Data access and the NHS – more research versus patient privacy?
The Guardian’s front page story from a couple of days ago (“NHS medical research plan threatens patient privacy”) looks like it has generated some healthy and opinionated responses from readers, but the government consultation that led up to it has now closed. The story here is that the proposed UK National Health Service constitution – enshrining the principles and values of the NHS – contained, buried amongst other important stuff on issues such as access to services, quality of care, and informed choice, a crucial nugget which could change the way that medical researchers get access to patients’ data.
The Constitution Handbook says (p24): “…Therefore, the NHS will do all it can to give patients, from every part of England, with any illness or disease, a right to know about research that is of particular relevance to them and, if they choose, to take part in approved medical research that is appropriate for them. Patients can therefore expect that a health professional or a research professional who owes the same duty of confidentiality as a health professional may use care records, in confidence, to identify whether they are suitable to participate in approved clinical trials…”
According to the Guardian, Harry Cayton, the new chairman of the National Information Governance Board for Health and Social Care, has billed the proposal as “ethically unacceptable”.
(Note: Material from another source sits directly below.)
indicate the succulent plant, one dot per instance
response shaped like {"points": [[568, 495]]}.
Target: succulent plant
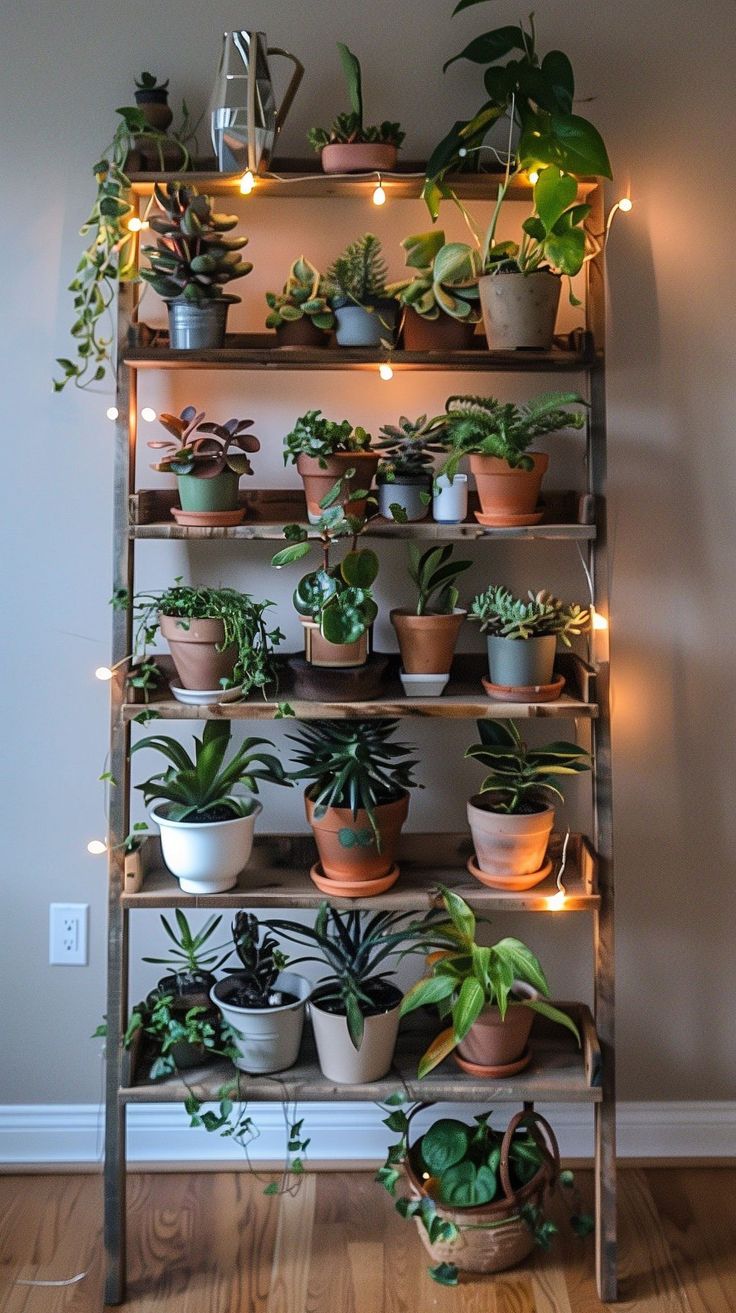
{"points": [[445, 280], [499, 612], [204, 457], [192, 258], [349, 126], [303, 296]]}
It’s not obvious from the Handbook how it would be decided which researchers, and which research projects, could directly get access to medical records. It’s also not stated whether researchers involved in commercially funded projects (eg, trials funded by drug companies) would be able to screen databases and directly contact patients. As some respondents have argued, the current system of recruiting patients may result in bias for some types of research. But if the proposals are to go ahead, it would be crucial to develop a secure framework to establish which research questions are in the greatest public interest and most in need of a broader approach to recruitment. This does seem to have been recognised by the National Health Service’s own Patient Information Advisory Group, which has advised that the proposal be removed until fuller discussion has taken place.
Clearly, with centralised and (virtually) universal computerised medical records, the UK has enormous potential to strengthen its medical research culture; but I’d be interested to hear whether similar proposals are being developed in other countries, and what public reaction is developing.